# Tiny Zip Ties/Mesh Cubes



## CaptainFlow (May 16, 2007)

I just found out that some tiny zip ties that I bought almost on a whim at WalMart (don't get me started on that place, but I went in there because the boy-o needed something urgent and Target had closed) fit between the mesh of those Organize It mesh cubes! 

They're four inches long, come in a pack of 50, half black half white. So if you were concerned about the connectors being what's holding your cage together... possible solution! I haven't tried it, but the girls maaay get a cage make-over this weekend!


----------



## bloodraven (Jan 27, 2008)

oooooooo.....now watch...there won't be a wal mart within 50 miles of me that carries them...would be my luck...lol


----------



## Kima-chan (Jan 12, 2008)

Did the mesh cubes come from Wal-mart? I'm desperately searching for an alternative to a store-bought cage...


----------



## twitch (Jan 4, 2007)

i've heard of people finding them there, i've also heard of people finding them in canadian tire stores. some find the regular cubes but not the mesh ones, though i think both can work just as well. though if you have small baby rats i think they can get through the spacing on the regular cubes. this is just what i remember reading though so i could be wrong. you could always call the large department stores and hardware stores and see if they are being carried. saves the gas from having to go to the store only to find out its not there. they even may be able to order in for you if they are sold out.


----------



## CaptainFlow (May 16, 2007)

The mesh ones were found at Target, Organize It is the brand name. I'm not sure about Wal-Mart, but it sounds like it might be possible.


----------



## Kima-chan (Jan 12, 2008)

If there were any Targets in Canada, that wouldn't be a problem.

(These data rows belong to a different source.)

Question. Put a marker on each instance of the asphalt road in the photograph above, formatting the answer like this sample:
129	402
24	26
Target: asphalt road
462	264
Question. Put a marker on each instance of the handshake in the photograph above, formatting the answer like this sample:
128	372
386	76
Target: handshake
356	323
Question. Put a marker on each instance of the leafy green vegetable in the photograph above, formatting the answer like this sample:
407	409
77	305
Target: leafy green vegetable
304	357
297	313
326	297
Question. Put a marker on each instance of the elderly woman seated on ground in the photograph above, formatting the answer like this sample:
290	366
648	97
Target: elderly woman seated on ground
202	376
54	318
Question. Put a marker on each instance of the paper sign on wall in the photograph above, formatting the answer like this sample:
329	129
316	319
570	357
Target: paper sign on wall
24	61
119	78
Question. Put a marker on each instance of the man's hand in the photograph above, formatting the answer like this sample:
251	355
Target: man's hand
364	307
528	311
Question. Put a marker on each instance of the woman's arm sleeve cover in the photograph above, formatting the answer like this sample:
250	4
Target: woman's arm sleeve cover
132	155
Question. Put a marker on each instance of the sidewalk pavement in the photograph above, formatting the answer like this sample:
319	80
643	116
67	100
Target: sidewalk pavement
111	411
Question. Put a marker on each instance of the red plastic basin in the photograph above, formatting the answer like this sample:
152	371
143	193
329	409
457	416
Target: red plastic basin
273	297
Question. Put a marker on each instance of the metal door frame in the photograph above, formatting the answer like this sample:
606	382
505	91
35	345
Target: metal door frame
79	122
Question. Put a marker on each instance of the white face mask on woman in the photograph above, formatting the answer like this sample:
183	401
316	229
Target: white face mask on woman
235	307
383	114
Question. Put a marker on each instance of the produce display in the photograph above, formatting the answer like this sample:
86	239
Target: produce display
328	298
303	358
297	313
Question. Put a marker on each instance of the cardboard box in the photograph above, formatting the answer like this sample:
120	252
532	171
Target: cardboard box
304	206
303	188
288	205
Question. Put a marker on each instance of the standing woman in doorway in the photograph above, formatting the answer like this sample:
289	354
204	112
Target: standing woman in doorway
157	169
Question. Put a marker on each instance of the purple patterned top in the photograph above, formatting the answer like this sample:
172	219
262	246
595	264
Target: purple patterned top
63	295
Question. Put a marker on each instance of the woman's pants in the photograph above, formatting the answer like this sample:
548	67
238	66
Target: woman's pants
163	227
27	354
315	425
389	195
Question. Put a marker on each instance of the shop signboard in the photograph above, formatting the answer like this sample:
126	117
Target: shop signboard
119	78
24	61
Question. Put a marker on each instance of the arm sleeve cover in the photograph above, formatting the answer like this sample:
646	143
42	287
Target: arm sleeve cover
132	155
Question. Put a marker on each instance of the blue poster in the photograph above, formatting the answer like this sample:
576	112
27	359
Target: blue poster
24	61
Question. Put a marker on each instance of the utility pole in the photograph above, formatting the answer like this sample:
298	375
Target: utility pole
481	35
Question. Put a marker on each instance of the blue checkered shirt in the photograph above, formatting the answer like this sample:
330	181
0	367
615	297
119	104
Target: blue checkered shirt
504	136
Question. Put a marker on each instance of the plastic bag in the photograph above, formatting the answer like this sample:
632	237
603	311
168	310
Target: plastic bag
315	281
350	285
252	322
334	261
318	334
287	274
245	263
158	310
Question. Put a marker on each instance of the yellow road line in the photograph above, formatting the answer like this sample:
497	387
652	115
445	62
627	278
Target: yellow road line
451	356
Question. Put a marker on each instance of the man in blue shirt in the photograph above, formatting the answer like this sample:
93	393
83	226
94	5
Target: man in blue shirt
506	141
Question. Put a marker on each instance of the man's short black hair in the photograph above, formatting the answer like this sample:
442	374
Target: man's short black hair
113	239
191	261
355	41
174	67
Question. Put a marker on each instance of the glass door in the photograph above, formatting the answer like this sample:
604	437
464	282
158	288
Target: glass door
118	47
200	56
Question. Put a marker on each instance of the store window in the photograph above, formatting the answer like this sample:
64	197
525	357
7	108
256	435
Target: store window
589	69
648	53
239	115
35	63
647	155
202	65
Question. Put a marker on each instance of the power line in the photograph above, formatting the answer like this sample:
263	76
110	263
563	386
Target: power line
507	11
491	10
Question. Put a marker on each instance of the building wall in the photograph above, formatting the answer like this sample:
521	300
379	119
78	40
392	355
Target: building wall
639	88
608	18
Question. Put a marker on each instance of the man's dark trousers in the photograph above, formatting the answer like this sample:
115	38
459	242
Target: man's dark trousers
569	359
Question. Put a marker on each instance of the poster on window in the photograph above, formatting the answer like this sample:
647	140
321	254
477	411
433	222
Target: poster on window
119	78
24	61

I guess I'll have to search some store websites...


----------



## crapola (Feb 12, 2007)

try hardware stores for the cubes, too. i got mine at a hardware store, in the storage section.


----------



## Topaz (Feb 1, 2008)

I posted in another thread that I put my cage together tonight using nothing but zip ties to connect it. I like them alot better than the plastic connectors that come with the cubes. I actually ran out of zip ties tonight. My daughter and her boyfriend had gone to target so I called her and asked her to pick up some pipe cleaners so that I could finish the project. The pipe cleaners were actually alot easier to work with, but I worry about not tucking them in right and someone getting poked and they don't seem as strong as the zip ties. They do however seem like a good temporary solution and they seem handy for securing things to the mesh.


----------



## mopydream44 (Jun 10, 2007)

about the mesh cubes (the ones with the tiny mesh) I looked on the target website, and the only ones I found with tiny mesh was a honeycomb type storage unit that had connectors. Can the pieces from the honeycomb unit be made into squares, or are they oddly shaped. Is this what you guys used? If not, does anyone else know of a place to find the tiny mesh storage cubes?


----------



## bloodraven (Jan 27, 2008)

I don't think the honeycomb ones would work as a cage. I have looked online time and time again for the mesh ones, and I can't find them anywhere. I have only found them at one Target, and I am going to try Linen's and Things as well. 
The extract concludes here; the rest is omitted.